The post-war boom in the West and Japan is an epitome of this process working effectively. From the time the Marshall Plan was launched in 1948 to the oil crisis of 1973, productivity shot up as countries built infrastructure, modernized their economies, educated their masses and increased trade. Not surprisingly, productivity rose by around 5% per year in advanced economies in the 60s and 70s, with Western Europe closing the substantial lag it had had with the US following World War II.
In the wake of the 1973 oil crisis, this trend clearly turned south, with productivity growth averaging about 2% for the remainder of the 20th century in the West. Despite the rise of the digital economy and all the concomitant technological progress, there has been a further slowdown, which predates the 2008-09 financial crisis. The question is why.
The right framework
Faced with this predicament, the Council of the EU (i.e. member state ministers who share budgetary and legislative power with the European Parliament) called on eurozone member states in September 2016 to establish national productivity boards.
As a public advisory body committed to teasing out future economic trends, France Stratégie is involved in determining the appropriate institutional framework for such boards. As part of this process, it invited Gary Banks, chairman of the Australia Productivity Commission from 1998 to 2013, to share his country’s experience.
Banks pointed out the Council is very much aware that growth across the EU ultimately depends on member states’ ability to increase their productivity. The challenge, he said, is multi-faceted in that it requires policies to support innovation and skills, reduce market rigidities and enable a better allocation of resources.
“There’s no silver bullet that improves productivity,” he said. “Incentives, capabilities and flexibility are all important factors.”
Incentives include competition, regulation and budgetary assistance; capabilities cover skills, infrastructure provision and organisational; while flexibility is essentially about what regulation is in place.
Perhaps the most important thing about Australia’s Productivity Commission is that though it is a government research and advisory agency, it is independent. What’s more, it is designed to be a counterweight to industry in the public interest.
In terms of the institutional challenges, Banks highlighted the inherent bias against reform that the Productivity Commission came up against during his tenure. To surmount this, he emphasized the importance of raising public awareness of the stakes and supporting political leaders who advocate on behalf of reform.
In addition to its independence, the two core features of the Productivity Commission are its transparency and its economy-wide perspective.

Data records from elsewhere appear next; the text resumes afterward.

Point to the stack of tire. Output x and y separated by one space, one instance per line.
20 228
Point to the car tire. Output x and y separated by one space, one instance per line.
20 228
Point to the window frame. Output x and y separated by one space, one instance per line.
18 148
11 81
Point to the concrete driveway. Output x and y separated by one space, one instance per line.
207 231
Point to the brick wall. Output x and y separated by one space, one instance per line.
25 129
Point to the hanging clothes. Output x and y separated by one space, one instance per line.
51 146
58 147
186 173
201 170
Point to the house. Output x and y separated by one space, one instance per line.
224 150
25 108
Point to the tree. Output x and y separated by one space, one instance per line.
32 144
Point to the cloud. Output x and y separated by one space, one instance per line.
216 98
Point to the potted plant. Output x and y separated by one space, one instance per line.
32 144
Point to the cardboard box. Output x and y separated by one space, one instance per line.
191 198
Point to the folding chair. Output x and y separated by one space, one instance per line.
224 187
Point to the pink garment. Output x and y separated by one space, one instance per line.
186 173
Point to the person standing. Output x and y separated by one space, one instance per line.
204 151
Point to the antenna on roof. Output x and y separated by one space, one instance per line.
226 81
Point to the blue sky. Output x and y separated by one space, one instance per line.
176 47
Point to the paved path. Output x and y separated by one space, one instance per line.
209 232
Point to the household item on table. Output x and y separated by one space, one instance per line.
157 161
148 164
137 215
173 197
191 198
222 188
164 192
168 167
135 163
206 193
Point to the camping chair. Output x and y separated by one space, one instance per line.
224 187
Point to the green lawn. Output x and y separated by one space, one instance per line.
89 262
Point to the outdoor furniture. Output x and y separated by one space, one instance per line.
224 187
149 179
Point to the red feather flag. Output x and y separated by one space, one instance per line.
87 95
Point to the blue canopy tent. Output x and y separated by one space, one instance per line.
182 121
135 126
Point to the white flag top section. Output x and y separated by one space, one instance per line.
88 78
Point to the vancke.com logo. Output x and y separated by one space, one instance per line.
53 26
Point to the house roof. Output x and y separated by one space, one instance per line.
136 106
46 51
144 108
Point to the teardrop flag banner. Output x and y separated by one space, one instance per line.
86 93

Crucially, it provides the Australian government with unbiased advice based on evidence. The government also uses it to test public reactions to reform ideas and as a means to counter special interests. Moreover, through public consultation it raises awareness of the issues among the community at a large.
The Commission embraces transparency by publishing preliminary versions of its reports and subsequently organizing wide-ranging debates with different stakeholders. This allows fresh input and insight to round out and improve on the initial draft, resulting in a more complete final version.
Banks stressed that following reforms backed by the Productivity Commission, productivity in the country increased and unemployment fell.
It is clear that France and the EU as a whole stand to learn from Australia’s experience. Indeed, a forthcoming working paper by France Stratégie points out that between 2012 and 2016 France’s growth in total factor productivity (TFP), which measures how efficiently an economy combines capital and labour, was a meagre 0.2% per year, well below the pre-crisis levels.